Trivia: Then unknown, Ben Affleck and Matt Damon are among the thousands of extras in the Fenway Park scene.

Trivia: During the filming of the cornfield scenes where Ray first hears the voice, the filmmakers had problems with the corn growing. When they initially wanted to film the scenes the corn was too short, so they waited a couple of weeks. When they were ready to shoot, the corn was too tall. Kevin Costner had to walk on wooden planks, so he could be seen in the cornfield (Director Phil Alden Robinson discussed this in the 10th anniversary edition of the film).

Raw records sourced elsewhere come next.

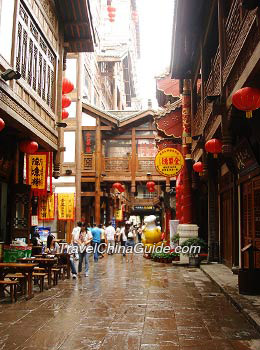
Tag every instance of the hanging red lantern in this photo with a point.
(111, 15)
(29, 147)
(198, 168)
(64, 114)
(247, 99)
(66, 101)
(214, 146)
(2, 124)
(150, 184)
(67, 86)
(116, 185)
(121, 188)
(111, 9)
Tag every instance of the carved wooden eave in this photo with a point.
(76, 19)
(20, 116)
(169, 120)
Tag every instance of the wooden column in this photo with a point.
(133, 162)
(57, 156)
(186, 150)
(115, 88)
(78, 141)
(98, 172)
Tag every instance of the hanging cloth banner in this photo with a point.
(119, 215)
(46, 207)
(65, 206)
(37, 172)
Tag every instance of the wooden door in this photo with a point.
(226, 222)
(21, 211)
(250, 217)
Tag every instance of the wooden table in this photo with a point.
(47, 263)
(25, 268)
(59, 256)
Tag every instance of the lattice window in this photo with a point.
(35, 59)
(146, 164)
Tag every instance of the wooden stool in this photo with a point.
(13, 288)
(20, 278)
(39, 277)
(56, 273)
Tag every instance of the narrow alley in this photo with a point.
(144, 305)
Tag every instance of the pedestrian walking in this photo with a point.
(130, 242)
(110, 238)
(96, 237)
(84, 241)
(75, 237)
(123, 239)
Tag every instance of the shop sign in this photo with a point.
(65, 206)
(244, 158)
(143, 207)
(169, 162)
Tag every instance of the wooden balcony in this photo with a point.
(241, 37)
(118, 166)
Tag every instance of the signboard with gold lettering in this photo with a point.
(46, 207)
(65, 206)
(169, 162)
(119, 215)
(37, 172)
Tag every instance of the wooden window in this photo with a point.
(35, 59)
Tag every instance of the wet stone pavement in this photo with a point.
(137, 306)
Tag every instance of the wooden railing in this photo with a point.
(146, 164)
(88, 162)
(116, 165)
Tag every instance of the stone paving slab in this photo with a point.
(248, 305)
(128, 306)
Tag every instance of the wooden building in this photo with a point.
(216, 48)
(33, 35)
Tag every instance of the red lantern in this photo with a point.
(150, 184)
(247, 99)
(29, 147)
(111, 9)
(2, 124)
(214, 146)
(116, 185)
(66, 101)
(111, 15)
(121, 188)
(64, 114)
(198, 167)
(67, 86)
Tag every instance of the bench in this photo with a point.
(20, 278)
(38, 278)
(56, 273)
(13, 288)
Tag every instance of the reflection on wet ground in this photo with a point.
(142, 305)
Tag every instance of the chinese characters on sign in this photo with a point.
(46, 207)
(169, 162)
(37, 172)
(65, 206)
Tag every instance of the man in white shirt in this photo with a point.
(110, 238)
(75, 233)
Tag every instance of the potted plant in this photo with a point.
(195, 245)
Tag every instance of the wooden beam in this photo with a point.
(88, 194)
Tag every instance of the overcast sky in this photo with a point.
(155, 20)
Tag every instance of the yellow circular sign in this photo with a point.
(169, 162)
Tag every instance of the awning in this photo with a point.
(77, 21)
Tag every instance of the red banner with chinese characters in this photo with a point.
(37, 171)
(66, 206)
(46, 207)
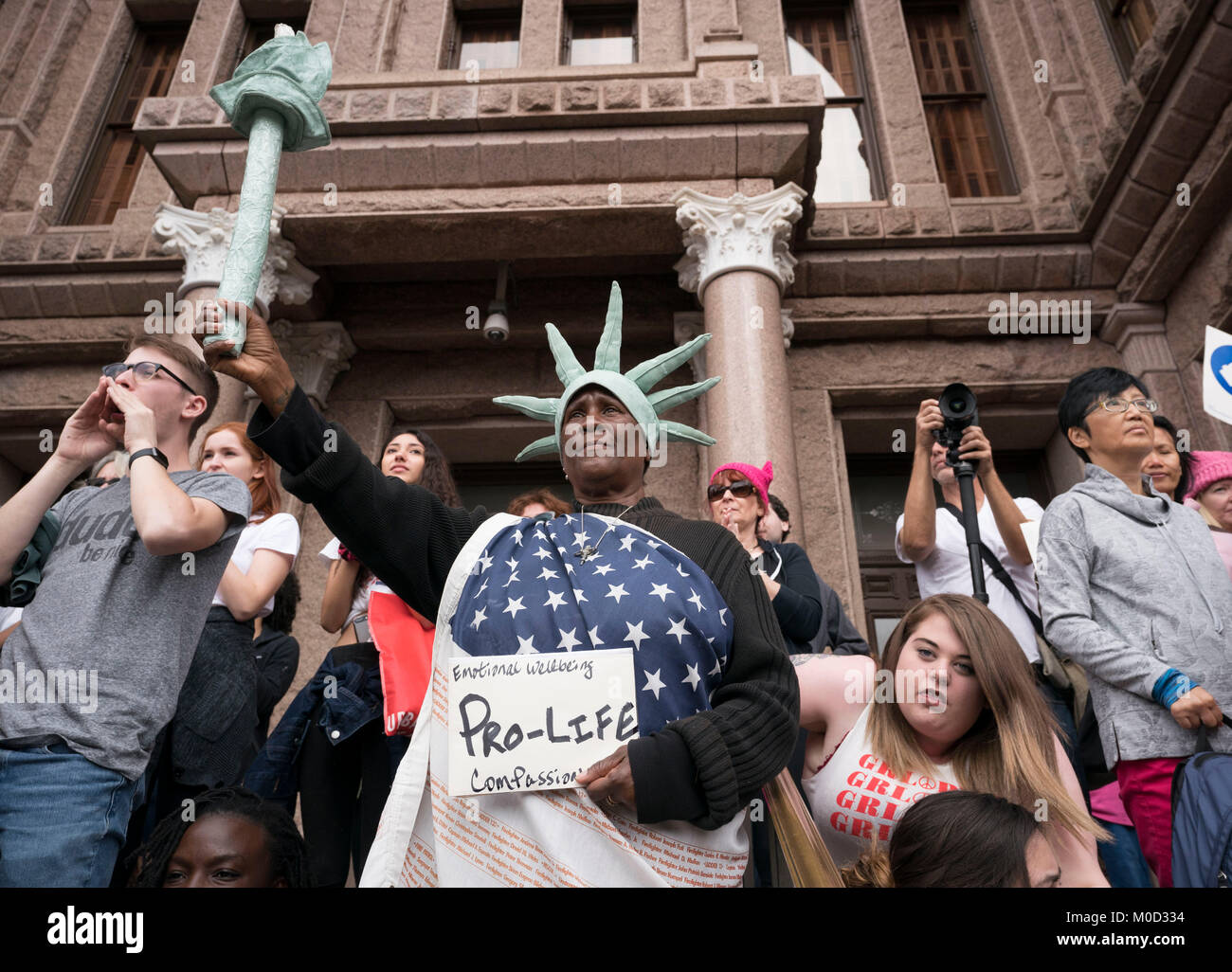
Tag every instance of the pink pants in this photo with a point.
(1146, 791)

More trivia for Field of Dreams

Terence Mann: Ray, people will come Ray. They'll come to Iowa for reasons they can't even fathom. They'll turn up your driveway not knowing for sure why they're doing it. They'll arrive at your door as innocent as children, longing for the past. Of course, we won't mind if you look around, you'll say. It's only $20 per person. They'll pass over the money without even thinking about it: for it is money they have and peace they lack. And they'll walk out to the bleachers; sit in shirtsleeves on a perfect afternoon. They'll find they have reserved seats somewhere along one of the baselines, where they sat when they were children and cheered their heroes. And they'll watch the game and it'll be as if they dipped themselves in magic waters. The memories will be so thick they'll have to brush them away from their faces. People will come Ray. The one constant through all the years, Ray, has been baseball. America has rolled by like an army of steamrollers. It has been erased like a blackboard, rebuilt and erased again. But baseball has marked the time. This field, this game: it's a part of our past, Ray. It reminds of us of all that once was good and it could be again. Oh... People will come Ray. People will most definitely come.

Shoeless Joe Jackson: Ty Cobb wanted to play, but none of us could stand the son of a bitch when we were alive, so we told him to stick it.

Ray Kinsella: I know more about farming then you think I do.
Mark: Well then how could you plow under a major crop?
Ray Kinsella: What's a crop?

More quotes from Field of Dreams

Question: At the end of the movie, the Voice is credited as Himself. Who was really responsible for doing the voice that sent Ray on his journey?

Chosen answer: It was actually his own voice (Kevin Costner) that sent him on the journey. At the end of the movie there's even the part where Ray is recalling the voices he heard and turned to Shoeless Joe Jackson and says, "It was you". At which point Joe Jackson turns around and says, "No Ray. It was you".

Question: What is the significance of the no. 1 seating number in which Terence Mann sits at Fenway?

Answer: This is speculation, but the No.1 seat possibly referred to Terence Mann being the number one reason the whole "Field of Dreams" story was set in motion. When Ray Kinsella was a child, his father (John Kinsella) had high hopes that Ray would become a professional baseball player; he encouraged Ray and they played ball constantly. At the age of 14, Ray read a book by Terence Mann that denounced the 1919 Chicago White Sox baseball team as criminals, and Ray posed that argument to his father (his father believed the White Sox were wrongly accused). Because of Terence Mann's book, Ray and his father had a heated argument that caused Ray to give up baseball, which created a lifelong rift between them that lasted right up to John Kinsella's death. Understandably, Ray always regretted that he never resolved the bad feelings with his father. So, Terence Mann was really the starting point, the No.1 catalyst behind everything in Ray's troubled personal life. The supernatural cornfield events that followed years later were mainly about Ray and his father healing old wounds, the accused members of the Chicago White Sox getting a second chance to play, and Terence Mann losing the bitterness that had filled his writing for decades.

Charles Austin Miller

Question: How come none of the ball players can go past the first base foul line?

Chosen answer: If they go past that line they will no longer be able to play again. The field is their only place to exist in the afterlife (their heaven if you will). That line is the end of the field and they will not be able to return if they cross it.